By a decision dated November 6, 1964 this court directed that the judgment of Citrus Bowl, Inc., be satisfied, the expenses of the receivership be paid and the receiver be discharged. The court further directed that the moneys remaining be held by the Dirctor of Finance "subject to the further order of this court upon the application of any interested party who may claim said sum."
The sole issue to be determined in these applications is the priority of payment of the several creditors of Colonial Farms, Inc.
Where a receiver has been appointed for the benefit of a judgment creditor and acquires more funds than are necessary to satisfy the judgment, the excess should be returned to the judgment debtor. (CPLR 5234, subd. [a]; Matter of Kohlman v. Alexander, 1 A.D.2d 334, affd. 4 N.Y.2d 823.) Colonial Farms, Inc., does not seek the return of the moneys but requests that it be used to satisfy outstanding claims and contends that the tax liens of the United States are entitled to priority.
While the United States concedes that its tax liens were filed after the entry of the judgments in favor of Cherry-Burrell Corp. and American Can Co., it contends that Colonial Farms, Inc., is insolvent and, therefore, pursuant to section 191 of title 31 of the United States Code its tax liens are entitled to priority over all other claims.
Section 191 provides: "Whenever any person indebted to the United States is insolvent, or whenever the estate of any deceased debtor, in the hands of the executors or administrators, is insufficient to pay all the debts due from the deceased, the debts due to the United States shall be first satisfied; and the priority established shall extend as well to cases in which a debtor, not having sufficient property to pay all his debts, makes a voluntary assignment thereof, or in which the estate and effects of an absconding, concealed, or absent debtor are attached by process of law, as to cases in which an act of bankruptcy is committed."

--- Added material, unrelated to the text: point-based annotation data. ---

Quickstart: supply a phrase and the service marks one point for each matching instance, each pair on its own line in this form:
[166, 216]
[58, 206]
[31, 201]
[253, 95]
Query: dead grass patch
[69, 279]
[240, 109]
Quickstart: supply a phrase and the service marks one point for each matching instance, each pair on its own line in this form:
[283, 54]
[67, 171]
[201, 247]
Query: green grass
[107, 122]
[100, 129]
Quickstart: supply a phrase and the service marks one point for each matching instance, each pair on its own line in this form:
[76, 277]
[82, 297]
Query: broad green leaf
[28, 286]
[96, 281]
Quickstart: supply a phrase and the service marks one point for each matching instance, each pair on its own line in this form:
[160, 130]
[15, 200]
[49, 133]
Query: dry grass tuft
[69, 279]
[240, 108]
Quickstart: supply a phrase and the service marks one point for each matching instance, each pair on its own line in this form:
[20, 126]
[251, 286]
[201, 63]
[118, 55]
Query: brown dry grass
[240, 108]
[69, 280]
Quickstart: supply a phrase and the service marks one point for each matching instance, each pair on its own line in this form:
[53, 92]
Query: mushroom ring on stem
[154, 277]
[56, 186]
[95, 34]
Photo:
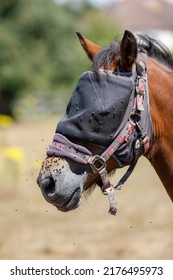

The mere inability of Colonial Farms, Inc., to pay its debt is insufficient to bring the United States within the protection of that section. ( Jones Co. v. Foodco Realty, 318 F.2d 881.) Colonial Farms, Inc., in addition, must have committed one of the other acts specified in section 191. ( United States v. Schroeder, 204 F. Supp. 199.) It has not made a voluntary assignment and is not an absconding, concealed or absent debtor. The appointment of a limited receiver for the satisfaction of a judgment does not constitute an act of bankruptcy. ( Matter of Kohlman v. Alexander, supra.) Therefore, the United States is entitled to no greater priority than any other creditor.
With regard to the alleged extension of the receivership, no order appears in the record extending the receivership. Dairy Conveyor, Inc., is in default in appearing on these applications. Under the circumstances, the court finds that the receivership was never extended.
Accordingly, the Director of Finance shall pay over to the Sheriff of the City of New York, Queens County, all funds held pursuant to the order of this court dated January 4, 1965 for the benefit of the judgment creditors of Colonial Farms, Inc. The Sheriff shall use said moneys to satisfy the claims of the judgment creditors according to the priority specified in CPLR 5234. In all other respects the applications are denied.